Nuove prove sono state presentate alla Corte Penale Internazionale che i governi mondiali sono complici di crimini contro l'umanità?


Avvocati di diversi paesi hanno presentato nuove prove alla Corte Penale Internazionale (CPI), compresi affidavit di esperti di spicco come il professor Luc A. Montagnier, accusando i governi di tutto il mondo e i loro consiglieri di essere coinvolti in genocidi, crimini contro l'umanità e violazioni del Codice di Norimberga.

Una "richiesta di indagine" di 27 pagine

Gli avvocati Melinda C. Mayne e Kaira S. McCallum hanno presentato una "Richiesta d'inchiesta" di 27 pagine alla Corte penale internazionale (CPI) dell'Aia nell'aprile 2021, accusando il governo britannico e i suoi consiglieri di essere coinvolti in crimini contro l'umanità per conto del Covid-19.

Il 28 aprile 2021, i due hanno ricevuto una conferma formale dalla CPI e un numero di caso - "141/21". Da allora, i due stanno raccogliendo nuove prove per il loro caso alla CPI e prendendo contatti con avvocati e scienziati di tutto il mondo.

Un nuovo comunicato stampa del 17 agosto, che può essere visualizzato qui, conferma che la coppia ha ottenuto affidavit da esperti di primo piano, tra cui il ricercatore e cardiologo nucleare Dr. Richard M. Fleming, il premio Nobel per la virologia professor Luc A. Montagnier, e il dottor Kevin W. McCairn, un neuroscienziato ed esperto di malattie neurologiche.


Il professor Luc A. Montagnier, che ha vinto il premio Nobel per il suo lavoro sul virus dell'HIV, ha affermato nell'aprile 2020 che credeva che il nuovo coronavirus fosse stato creato in laboratorio.
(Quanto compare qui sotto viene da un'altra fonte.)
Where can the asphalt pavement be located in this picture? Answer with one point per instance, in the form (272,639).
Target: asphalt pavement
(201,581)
Nel maggio 2021, il virologo ha dichiarato: "La vaccinazione di massa è un errore scientifico e medico. È un errore inaccettabile. I libri di storia lo dimostreranno, perché sono le vaccinazioni che creano le varianti".

Professore Luc A Montagnier

A causa della grande quantità di nuove prove e informazioni che sono venute alla luce negli ultimi mesi, una nuova denuncia è stata presentata alla Corte penale internazionale. Gli avvocati dicono di avere ora prove convincenti che "il virus SARS-CoV-2 e i 'vaccini' Covid-19 sono armi biologiche prodotte deliberatamente che sono state scatenate in due fasi sulla popolazione mondiale ignara".

Gli avvocati Melinda C. Mayne e Kaira S. McCallum hanno anche confermato di essere stati raggiunti da avvocati che hanno presentato richieste simili di indagini alla Corte penale internazionale in Francia, Repubblica Ceca e Slovacchia.

Per questo motivo, è stata inviata una lettera alla CPI il 12 agosto 2021, chiedendo che tutti presentino una denuncia congiunta, presentando al contempo le prove preliminari delle accuse comuni a tutto il mondo e il diritto di richiedere che anche le denunce specifiche per paese siano indagate dalla CPI.

Indagine sul genocidio degli anziani e dei vulnerabili

Una rivendicazione che riguarda specificamente il Regno Unito è l'indagine sul genocidio di anziani e persone vulnerabili che ha avuto luogo nelle case di cura e negli ospedali attraverso l'uso improprio di midazolam e morfina. Un'ulteriore indagine su questo problema è ora chiusa e un'azione legale privata sarà lanciata contro il governo britannico, Matt Hancock, Chris Whitty e altri se il team di avvocati ed esperti che ha condotto l'indagine non riceverà risposte soddisfacenti alle ampie domande sollevate in una lettera aperta del 17 agosto 2021 agli individui sopra menzionati. Leggi qui.

Nella causa congiunta presentata da avvocati di diversi paesi, chiedono la sospensione immediata dell'intero programma di iniezione del Covid 19 e la fine dei test su individui asintomatici.

Gli avvocati dicono che ora stanno aspettando con ansia la decisione della Corte Penale Internazionale se permetterà una causa congiunta di diversi paesi e accetterà la richiesta di un'indagine.

Essi hanno chiarito alla CPI che a causa dell'escalation dell'apartheid medica, della perdita delle libertà e dei diritti fondamentali, e del numero sempre crescente e molto alto di morti e di gravi eventi avversi sperimentati dai destinatari delle iniezioni di Covid-19, la Corte deve agire con urgenza e senza ulteriori ritardi.

A tal fine, gli avvocati hanno chiesto un incontro all'Aia il più presto possibile.

In attesa di una risposta, gli avvocati Melinda C. Mayne e Kaira S. McCallum hanno confermato che sono in discussione con avvocati di altri paesi che non hanno ancora presentato le loro domande individuali alla CPI ma hanno indicato che intendono unirsi a loro.